Par Suzanne Balharry
Une critique du spectacle :
Le Café des voyageurs / inspiré de la nouvelle de Corinna Bille / Cie la.la.la / Petithéâtre de Sion / du 3 au 13 avril / plus d’infos
Fragile, troublante, la situation dans laquelle nous plonge cette pièce pleine de poésie est aussi pleine de douceur et de compassion. Il s’agit d’un jeu auquel chaque personnage accepte de jouer pour aider les autres à porter le poids d’un souvenir. Une fiction qui les délivre de la réalité, comme s’ils jouaient tous une pièce de théâtre.
Une femme, dont le fils est mort dans un accident alors qu’il rentrait auprès d’elle, a convenu de prétendre un jour par an que l’accident n’a jamais eu lieu. Elle accueille donc le temps d’un repas, dans un plan d’appartement qui représente celui qu’elle habitait, un inconnu. Pour marquer la distance entre la réalité et le jeu auquel elle se prête, elle demande que chacun parle de soi-même à la troisième personne.
La douce folie de cette femme jouée par Anne-Frédérique Rochat impose un décor, un langage et une histoire aux autres personnages, qui se prêtent finalement tous au jeu. Ils sont tout comme elle parfois à deux doigts de s’y perdre, avec tant de douceur qu’il est tentant de les y suivre. Les scènes entre Margot (Marika Dreistadt) et Germain (Jean-Baptiste Roybon) nous plongent notamment dans cette tendresse. Ces trois personnages sont encadrés par le domestique de Madame, véritable metteur en scène du jeu et qui en tire un grand plaisir.
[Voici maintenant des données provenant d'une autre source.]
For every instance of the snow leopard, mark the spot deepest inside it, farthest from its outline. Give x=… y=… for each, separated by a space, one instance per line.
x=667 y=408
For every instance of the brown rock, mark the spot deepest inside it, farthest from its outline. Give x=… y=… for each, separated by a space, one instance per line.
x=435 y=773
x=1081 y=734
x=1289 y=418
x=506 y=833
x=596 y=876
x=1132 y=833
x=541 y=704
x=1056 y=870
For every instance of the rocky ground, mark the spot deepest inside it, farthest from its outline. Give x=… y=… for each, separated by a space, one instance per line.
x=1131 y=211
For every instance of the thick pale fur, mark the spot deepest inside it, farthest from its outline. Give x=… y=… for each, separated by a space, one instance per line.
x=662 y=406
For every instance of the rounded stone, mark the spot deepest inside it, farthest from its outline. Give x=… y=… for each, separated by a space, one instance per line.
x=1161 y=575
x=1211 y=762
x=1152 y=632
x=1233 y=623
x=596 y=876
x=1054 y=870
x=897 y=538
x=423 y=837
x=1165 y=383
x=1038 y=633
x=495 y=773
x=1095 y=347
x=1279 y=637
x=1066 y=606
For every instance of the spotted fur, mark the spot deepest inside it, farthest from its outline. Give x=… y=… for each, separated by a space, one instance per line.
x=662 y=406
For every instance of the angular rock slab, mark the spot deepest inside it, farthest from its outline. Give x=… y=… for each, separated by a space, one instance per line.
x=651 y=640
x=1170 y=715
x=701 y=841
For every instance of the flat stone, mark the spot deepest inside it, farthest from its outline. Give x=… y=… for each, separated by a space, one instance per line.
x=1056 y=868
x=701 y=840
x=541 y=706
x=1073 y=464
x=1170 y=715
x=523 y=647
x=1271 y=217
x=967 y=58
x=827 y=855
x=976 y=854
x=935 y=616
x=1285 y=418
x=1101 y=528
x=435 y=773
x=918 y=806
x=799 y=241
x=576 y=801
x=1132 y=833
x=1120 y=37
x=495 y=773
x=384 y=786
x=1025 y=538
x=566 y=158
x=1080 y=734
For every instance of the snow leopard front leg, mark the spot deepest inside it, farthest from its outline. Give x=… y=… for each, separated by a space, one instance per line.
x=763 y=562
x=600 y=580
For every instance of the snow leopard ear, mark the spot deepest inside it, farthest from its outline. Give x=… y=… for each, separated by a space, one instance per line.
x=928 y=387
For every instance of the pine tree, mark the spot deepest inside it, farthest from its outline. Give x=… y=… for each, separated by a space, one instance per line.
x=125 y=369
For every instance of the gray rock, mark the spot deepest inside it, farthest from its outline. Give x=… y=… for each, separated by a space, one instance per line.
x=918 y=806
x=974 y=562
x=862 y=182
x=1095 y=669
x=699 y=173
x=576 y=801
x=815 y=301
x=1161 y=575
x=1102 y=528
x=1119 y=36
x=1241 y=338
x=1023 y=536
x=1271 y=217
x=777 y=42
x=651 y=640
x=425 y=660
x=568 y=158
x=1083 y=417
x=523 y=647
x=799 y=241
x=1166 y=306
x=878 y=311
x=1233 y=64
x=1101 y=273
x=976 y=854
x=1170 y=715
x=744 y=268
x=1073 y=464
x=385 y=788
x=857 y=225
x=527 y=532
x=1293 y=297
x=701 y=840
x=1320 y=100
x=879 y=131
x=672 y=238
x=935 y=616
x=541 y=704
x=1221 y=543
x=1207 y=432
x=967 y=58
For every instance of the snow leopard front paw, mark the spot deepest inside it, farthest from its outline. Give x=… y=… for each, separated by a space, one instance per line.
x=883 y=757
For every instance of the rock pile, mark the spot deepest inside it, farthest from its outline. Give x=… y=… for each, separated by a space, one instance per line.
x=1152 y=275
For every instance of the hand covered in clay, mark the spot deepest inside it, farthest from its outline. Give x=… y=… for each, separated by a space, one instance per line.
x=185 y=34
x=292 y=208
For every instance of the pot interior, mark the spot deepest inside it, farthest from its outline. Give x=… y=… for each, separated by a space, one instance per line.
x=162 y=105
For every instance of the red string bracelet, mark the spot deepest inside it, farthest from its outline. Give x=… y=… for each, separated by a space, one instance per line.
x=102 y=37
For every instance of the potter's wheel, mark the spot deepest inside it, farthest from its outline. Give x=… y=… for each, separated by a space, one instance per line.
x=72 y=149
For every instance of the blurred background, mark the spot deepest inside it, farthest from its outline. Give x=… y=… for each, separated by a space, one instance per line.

L’acteur qui incarne ce personnage est René-Claude Emery, dont les mimiques rappellent parfois Jack Nicholson et dont le jeu empli de contrastes est un plaisir à regarder.
La scénographie, signée Adrien Moretti, présente au centre de la scène un simple plan de l’appartement dessiné à la craie et qui rappelle les films de Lars von Trier. L’aspect éphémère du dessin permet un jeu constant sur les proportions et l’existence même du décor. Il rappelle aussi au public que se laisser enchanter par la magie du théâtre est un choix conscient où l’incrédulité est jetée aux oubliettes. La scène est un plateau de jeu, sur lequel chaque personnage accepte de venir tenir un rôle, endosser un costume, un maquillage, et aider les autres à porter le poids de la situation.
L’utilisation de la troisième personne du singulier au lieu de la première, permet elle aussi une conscience du jeu, autant pour les personnages qui choisissent de jouer que pour le public. Cette pièce, adaptée d’une nouvelle de l’auteure valaisanne Corinna Bille, est écrite et mise en scène par Coline Ladetto. Dans la continuité de son travail sur la frontière entre forme théâtrale et romanesque, la metteure en scène nous propose un spectacle fragile et troublant, à voir jusqu’au 13 avril au Petithéâtre de Sion.